En été, ils forment un bouclier thermique et peuvent soutenir les performances des systèmes de climatisation, un effet de refroidissement qui agit non seulement sur l’intérieur du bâtiment, mais aussi sur les abords. Mais la majorité des toits ne peuvent pas être végétalisés avec les systèmes conventionnels. Cela pourrait bientôt changer, car Mathieu Lebranchu et ses quatre co-fondateurs de la start-up Plantika ont une solution.

Comment Lebranchu a imaginé les toits verts ?

L’idée des toits verts est venue de l’expérience pratique. Son père est couvreur et une partie de son travail est la toiture verte. Cependant, il y a le problème que les toits principalement plats peuvent être végétalisés. Les toits en pente ne peuvent en fait être végétalisés que si cela a déjà été pris en compte lors de la phase de planification. De plus, il n’était pas possible de végétaliser les toitures en tuiles et tôles jusqu’à présent. Mais si vous regardez Vienne d’en haut, la ville se compose presque exclusivement de bâtiments aux toits de tuiles et de tôles.

Voici ce que sont les toits verts :

L’idée a tout de suite suscité l’intérêt. Ils se sont donc demandés comment ils pouvaient étendre le potentiel des toits verts des villes et ainsi augmenter la qualité de vie dans les villes.

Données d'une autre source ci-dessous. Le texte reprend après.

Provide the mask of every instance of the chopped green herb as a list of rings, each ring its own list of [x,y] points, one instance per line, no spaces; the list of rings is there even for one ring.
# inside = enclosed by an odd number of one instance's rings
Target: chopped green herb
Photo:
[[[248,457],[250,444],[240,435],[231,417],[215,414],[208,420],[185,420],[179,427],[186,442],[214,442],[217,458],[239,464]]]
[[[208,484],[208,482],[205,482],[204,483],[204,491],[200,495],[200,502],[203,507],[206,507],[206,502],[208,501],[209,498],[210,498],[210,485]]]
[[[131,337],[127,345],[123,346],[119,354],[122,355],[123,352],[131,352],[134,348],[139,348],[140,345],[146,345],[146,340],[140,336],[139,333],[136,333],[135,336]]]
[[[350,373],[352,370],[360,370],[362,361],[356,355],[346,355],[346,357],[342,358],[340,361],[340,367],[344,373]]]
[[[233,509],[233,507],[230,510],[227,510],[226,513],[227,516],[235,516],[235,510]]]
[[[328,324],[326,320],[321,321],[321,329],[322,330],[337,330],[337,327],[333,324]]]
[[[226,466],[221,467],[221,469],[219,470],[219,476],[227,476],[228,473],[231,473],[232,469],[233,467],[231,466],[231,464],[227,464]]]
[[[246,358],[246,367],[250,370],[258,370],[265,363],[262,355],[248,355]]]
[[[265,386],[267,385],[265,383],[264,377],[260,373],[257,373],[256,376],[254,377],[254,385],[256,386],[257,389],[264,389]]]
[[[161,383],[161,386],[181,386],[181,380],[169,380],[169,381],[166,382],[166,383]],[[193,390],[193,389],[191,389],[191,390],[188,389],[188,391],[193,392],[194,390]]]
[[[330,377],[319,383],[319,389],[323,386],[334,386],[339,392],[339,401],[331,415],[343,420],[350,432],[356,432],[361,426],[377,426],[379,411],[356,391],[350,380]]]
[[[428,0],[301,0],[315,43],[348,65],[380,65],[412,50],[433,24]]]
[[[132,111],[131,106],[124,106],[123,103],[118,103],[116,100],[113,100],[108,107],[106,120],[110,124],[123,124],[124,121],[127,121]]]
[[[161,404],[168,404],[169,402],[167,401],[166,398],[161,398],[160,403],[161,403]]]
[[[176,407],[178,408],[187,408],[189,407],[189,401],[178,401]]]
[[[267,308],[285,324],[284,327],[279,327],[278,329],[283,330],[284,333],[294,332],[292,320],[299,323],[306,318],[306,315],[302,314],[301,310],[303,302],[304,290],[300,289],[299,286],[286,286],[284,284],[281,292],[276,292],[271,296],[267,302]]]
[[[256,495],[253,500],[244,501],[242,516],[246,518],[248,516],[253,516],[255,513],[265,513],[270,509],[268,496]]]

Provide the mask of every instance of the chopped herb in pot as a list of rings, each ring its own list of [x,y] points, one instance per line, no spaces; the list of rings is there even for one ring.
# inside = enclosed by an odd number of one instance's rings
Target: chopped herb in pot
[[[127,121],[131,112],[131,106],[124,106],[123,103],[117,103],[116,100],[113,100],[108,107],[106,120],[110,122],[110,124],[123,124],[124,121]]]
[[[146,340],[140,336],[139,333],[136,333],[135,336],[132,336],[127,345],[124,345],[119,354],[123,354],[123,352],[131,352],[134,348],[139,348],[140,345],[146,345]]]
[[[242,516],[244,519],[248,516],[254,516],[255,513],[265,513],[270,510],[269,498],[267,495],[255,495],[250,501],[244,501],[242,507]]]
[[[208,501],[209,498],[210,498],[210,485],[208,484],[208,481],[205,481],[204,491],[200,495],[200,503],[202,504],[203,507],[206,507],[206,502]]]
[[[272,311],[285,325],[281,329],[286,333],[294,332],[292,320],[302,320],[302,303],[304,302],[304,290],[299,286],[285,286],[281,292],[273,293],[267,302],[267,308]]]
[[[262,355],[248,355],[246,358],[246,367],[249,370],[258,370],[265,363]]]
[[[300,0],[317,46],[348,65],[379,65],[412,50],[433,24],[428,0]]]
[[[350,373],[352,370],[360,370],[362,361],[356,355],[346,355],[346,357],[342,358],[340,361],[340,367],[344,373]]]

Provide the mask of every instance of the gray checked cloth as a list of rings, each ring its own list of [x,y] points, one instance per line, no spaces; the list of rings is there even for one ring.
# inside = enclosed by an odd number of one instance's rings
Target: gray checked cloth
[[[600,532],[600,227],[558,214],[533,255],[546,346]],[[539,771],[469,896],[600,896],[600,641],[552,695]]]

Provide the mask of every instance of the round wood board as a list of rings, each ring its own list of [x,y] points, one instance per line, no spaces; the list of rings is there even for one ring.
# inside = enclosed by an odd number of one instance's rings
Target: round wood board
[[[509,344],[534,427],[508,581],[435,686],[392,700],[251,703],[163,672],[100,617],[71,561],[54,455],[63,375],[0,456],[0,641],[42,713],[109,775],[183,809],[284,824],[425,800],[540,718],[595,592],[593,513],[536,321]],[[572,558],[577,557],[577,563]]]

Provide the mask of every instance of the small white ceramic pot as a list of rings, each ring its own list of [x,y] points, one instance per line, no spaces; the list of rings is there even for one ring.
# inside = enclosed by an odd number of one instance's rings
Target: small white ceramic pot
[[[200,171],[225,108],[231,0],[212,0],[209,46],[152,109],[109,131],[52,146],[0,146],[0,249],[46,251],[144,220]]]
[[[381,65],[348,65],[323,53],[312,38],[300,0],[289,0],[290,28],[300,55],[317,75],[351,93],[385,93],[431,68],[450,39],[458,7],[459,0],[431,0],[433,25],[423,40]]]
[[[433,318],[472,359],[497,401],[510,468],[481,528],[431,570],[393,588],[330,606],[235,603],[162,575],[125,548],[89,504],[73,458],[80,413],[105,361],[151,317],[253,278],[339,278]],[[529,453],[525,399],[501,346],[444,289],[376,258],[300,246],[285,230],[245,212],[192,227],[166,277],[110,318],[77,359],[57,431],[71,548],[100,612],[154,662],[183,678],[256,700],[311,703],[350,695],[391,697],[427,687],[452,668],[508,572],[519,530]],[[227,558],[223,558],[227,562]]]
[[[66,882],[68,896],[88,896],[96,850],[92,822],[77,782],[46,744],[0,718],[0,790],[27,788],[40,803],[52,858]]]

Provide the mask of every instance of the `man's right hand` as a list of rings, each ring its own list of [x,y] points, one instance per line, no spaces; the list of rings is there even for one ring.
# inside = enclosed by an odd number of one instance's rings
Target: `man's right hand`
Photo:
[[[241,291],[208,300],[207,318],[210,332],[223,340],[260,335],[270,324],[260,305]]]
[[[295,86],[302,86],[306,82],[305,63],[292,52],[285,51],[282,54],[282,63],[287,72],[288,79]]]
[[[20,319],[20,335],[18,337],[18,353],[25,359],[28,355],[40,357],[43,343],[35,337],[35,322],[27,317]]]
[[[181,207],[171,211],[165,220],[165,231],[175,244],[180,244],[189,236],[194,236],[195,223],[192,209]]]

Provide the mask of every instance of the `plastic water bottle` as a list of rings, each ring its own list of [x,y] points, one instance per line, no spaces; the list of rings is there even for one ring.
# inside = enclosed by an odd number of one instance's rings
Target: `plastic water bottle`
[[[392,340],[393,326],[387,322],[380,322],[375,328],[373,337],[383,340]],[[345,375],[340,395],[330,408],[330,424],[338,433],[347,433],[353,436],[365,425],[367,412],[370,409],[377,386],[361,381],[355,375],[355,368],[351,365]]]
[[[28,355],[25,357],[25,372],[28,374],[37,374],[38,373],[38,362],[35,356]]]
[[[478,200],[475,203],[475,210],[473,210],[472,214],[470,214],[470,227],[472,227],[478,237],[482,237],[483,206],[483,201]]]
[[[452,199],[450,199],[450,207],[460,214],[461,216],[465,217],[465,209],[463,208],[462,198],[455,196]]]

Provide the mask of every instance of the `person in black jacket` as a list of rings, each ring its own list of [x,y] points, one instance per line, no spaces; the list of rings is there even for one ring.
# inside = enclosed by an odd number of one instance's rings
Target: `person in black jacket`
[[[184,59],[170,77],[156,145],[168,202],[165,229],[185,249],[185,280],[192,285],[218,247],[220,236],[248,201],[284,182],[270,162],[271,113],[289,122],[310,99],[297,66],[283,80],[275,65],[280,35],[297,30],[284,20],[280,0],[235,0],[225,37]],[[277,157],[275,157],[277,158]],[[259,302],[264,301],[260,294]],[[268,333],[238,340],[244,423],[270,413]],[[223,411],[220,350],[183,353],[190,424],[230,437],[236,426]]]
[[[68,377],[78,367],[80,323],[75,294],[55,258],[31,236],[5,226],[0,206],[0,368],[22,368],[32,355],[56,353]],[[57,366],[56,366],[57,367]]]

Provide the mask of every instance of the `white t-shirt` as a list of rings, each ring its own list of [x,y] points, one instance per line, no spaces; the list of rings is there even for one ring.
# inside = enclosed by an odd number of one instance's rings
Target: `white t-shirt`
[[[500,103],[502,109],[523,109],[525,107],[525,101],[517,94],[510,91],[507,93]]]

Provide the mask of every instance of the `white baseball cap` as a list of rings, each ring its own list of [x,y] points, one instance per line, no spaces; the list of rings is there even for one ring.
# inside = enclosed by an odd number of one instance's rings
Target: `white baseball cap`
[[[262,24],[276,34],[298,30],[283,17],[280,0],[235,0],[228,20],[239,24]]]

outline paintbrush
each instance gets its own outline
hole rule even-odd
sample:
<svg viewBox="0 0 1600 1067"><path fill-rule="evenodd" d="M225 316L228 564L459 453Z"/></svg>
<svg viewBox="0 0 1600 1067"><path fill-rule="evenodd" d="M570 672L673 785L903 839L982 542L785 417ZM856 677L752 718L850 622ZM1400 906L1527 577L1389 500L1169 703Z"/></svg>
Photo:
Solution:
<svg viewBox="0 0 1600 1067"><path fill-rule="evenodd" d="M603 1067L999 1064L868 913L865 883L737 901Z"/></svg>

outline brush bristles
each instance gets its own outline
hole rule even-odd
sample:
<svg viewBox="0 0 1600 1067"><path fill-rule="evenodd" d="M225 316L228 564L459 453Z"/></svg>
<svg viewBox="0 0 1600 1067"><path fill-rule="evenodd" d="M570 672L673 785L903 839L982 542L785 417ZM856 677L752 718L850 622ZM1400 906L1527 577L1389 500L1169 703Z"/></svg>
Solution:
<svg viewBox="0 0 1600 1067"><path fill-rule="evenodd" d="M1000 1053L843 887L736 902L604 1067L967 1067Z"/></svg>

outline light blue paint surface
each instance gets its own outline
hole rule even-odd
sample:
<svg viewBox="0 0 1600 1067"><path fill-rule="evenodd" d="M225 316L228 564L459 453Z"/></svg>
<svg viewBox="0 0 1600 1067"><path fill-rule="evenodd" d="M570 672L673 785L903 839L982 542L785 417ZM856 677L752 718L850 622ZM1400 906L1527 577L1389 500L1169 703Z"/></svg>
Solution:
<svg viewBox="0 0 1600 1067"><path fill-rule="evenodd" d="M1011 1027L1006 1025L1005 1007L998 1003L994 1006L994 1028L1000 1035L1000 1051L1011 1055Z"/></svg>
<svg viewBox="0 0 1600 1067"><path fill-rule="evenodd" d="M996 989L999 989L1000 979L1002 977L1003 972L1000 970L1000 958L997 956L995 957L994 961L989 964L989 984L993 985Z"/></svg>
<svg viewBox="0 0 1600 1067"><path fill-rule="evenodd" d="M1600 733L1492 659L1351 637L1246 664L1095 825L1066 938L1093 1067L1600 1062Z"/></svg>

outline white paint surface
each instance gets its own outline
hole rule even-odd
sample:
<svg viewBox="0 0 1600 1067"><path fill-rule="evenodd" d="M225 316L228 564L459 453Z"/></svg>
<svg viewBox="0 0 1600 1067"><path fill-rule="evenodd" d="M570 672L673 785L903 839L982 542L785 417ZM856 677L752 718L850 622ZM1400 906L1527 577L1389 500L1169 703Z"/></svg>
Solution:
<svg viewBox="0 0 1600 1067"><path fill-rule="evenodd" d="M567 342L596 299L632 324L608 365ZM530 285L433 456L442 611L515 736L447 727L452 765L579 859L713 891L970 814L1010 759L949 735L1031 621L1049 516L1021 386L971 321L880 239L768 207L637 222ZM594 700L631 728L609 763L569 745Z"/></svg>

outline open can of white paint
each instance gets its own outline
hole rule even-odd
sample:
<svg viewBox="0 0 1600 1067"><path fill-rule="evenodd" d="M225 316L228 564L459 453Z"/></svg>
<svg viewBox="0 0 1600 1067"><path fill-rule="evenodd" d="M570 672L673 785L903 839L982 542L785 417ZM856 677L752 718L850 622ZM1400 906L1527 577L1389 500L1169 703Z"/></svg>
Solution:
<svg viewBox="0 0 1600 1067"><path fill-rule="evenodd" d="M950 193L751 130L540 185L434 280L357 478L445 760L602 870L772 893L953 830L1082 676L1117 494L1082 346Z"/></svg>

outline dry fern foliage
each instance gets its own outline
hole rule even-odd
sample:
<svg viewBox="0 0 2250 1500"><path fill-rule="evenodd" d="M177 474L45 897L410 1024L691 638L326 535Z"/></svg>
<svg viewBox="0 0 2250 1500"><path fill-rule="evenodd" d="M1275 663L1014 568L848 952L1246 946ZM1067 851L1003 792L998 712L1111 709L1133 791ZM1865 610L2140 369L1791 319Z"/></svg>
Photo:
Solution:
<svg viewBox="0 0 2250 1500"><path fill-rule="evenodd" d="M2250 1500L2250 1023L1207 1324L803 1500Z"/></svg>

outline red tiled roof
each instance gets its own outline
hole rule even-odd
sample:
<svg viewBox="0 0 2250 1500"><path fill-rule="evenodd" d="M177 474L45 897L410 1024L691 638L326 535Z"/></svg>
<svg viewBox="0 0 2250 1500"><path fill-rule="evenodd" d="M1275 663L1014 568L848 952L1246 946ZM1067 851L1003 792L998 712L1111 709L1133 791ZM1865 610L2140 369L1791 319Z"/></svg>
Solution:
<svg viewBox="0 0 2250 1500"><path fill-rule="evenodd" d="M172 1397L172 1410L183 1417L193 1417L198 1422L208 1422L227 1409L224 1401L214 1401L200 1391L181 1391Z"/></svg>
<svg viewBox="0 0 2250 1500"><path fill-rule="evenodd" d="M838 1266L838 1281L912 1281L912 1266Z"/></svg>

Qu’est-ce qui l’a motivé ?

Le nombre de journées chaudes et de nuits tropicales augmente. Alors qu’il y avait encore une moyenne de 9,6 jours de chaleur avec plus de 30 degrés Celsius par an à Vienne entre 1961 et 1990, cette valeur est passée à une moyenne de 15,2 jours de chaleur par an en 2010.

Cela est dû au fait que trop de zones sont étanches, ce qui a un impact sur la qualité de vie. Ils veulent contribuer à la protection du climat et faire la différence. C’est pourquoi tout est bien pensé dans leur entreprise. Ils n’utilisent que des matériaux recyclables et souhaitent passer ultérieurement à des matériaux durables. En plus de cela, ils peuvent également ramener la nature dans les villes et ainsi augmenter la biodiversité.

Quels sont leurs plus grands défis ?

Il y en a encore, du point de vue de l’ingénierie structurelle, il reste encore quelques facteurs à régler. Un facteur est les différentes normes applicables pour les fermes de toit, c’est pourquoi ils essaient de trouver une approche générale de la faisabilité du projet. Mais jusqu’à ce que cela soit trouvé, chaque projet doit encore être évalué par un expert pour déterminer si une ferme de toit particulière peut supporter le poids supplémentaire d’un toit vert.

Un autre problème est l’augmentation du coût des matériaux. En raison de la pandémie, il y a eu des pénuries de matériaux et de fournitures. Depuis qu’ils ont commencé, les prix ont augmenté de trois à quatre fois. Mais leur solution doit rester économiquement viable.